| ← 352 | 353 | 354 → |
- Cardinal: three hundred fifty-three
- Ordinal: 353rd (three hundred fifty-third)
- Factorization: prime
- Prime: 71st
- Greek numeral: ΤΝΓ´
- Roman numeral: CCCLIII, cccliii
- Binary: 101100001_{2}
- Ternary: 111002_{3}
- Senary: 1345_{6}
- Octal: 541_{8}
- Duodecimal: 255_{12}
- Hexadecimal: 161_{16}

= 353 (number) =

353 (three hundred [and] fifty-three) is the natural number following 352 and preceding 354.

==In mathematics==
353 is the 71st prime number, a palindromic prime, an irregular prime, a super-prime, a Chen prime, a Proth prime, and an Eisenstein prime.

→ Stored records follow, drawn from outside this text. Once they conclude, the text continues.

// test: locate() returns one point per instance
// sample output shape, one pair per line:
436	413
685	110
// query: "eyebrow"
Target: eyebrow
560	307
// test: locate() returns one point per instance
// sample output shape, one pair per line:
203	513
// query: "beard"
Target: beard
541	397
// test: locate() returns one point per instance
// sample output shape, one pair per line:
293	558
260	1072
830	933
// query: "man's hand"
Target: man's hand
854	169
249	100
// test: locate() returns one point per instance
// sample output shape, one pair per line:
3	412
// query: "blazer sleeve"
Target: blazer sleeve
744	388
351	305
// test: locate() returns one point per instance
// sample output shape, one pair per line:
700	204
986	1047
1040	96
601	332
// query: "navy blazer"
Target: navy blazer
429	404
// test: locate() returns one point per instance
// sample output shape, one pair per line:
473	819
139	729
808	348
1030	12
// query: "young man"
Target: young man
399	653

In connection with Euler's sum of powers conjecture, 353 is the smallest number whose 4th power is equal to the sum of four other 4th powers, as discovered by R. Norrie in 1911:
$353^4=30^4+120^4+272^4+315^4.$

In a seven-team round robin tournament, there are 353 combinatorially distinct outcomes in which no subset of teams wins all its games against the teams outside the subset; mathematically, there are 353 strongly connected tournaments on seven nodes.

353 is one of the solutions to the stamp folding problem: there are exactly 353 ways to fold a strip of eight blank stamps into a single flat pile of stamps.

353 is a zero of Mertens Function.

353 is an index of a prime Lucas number.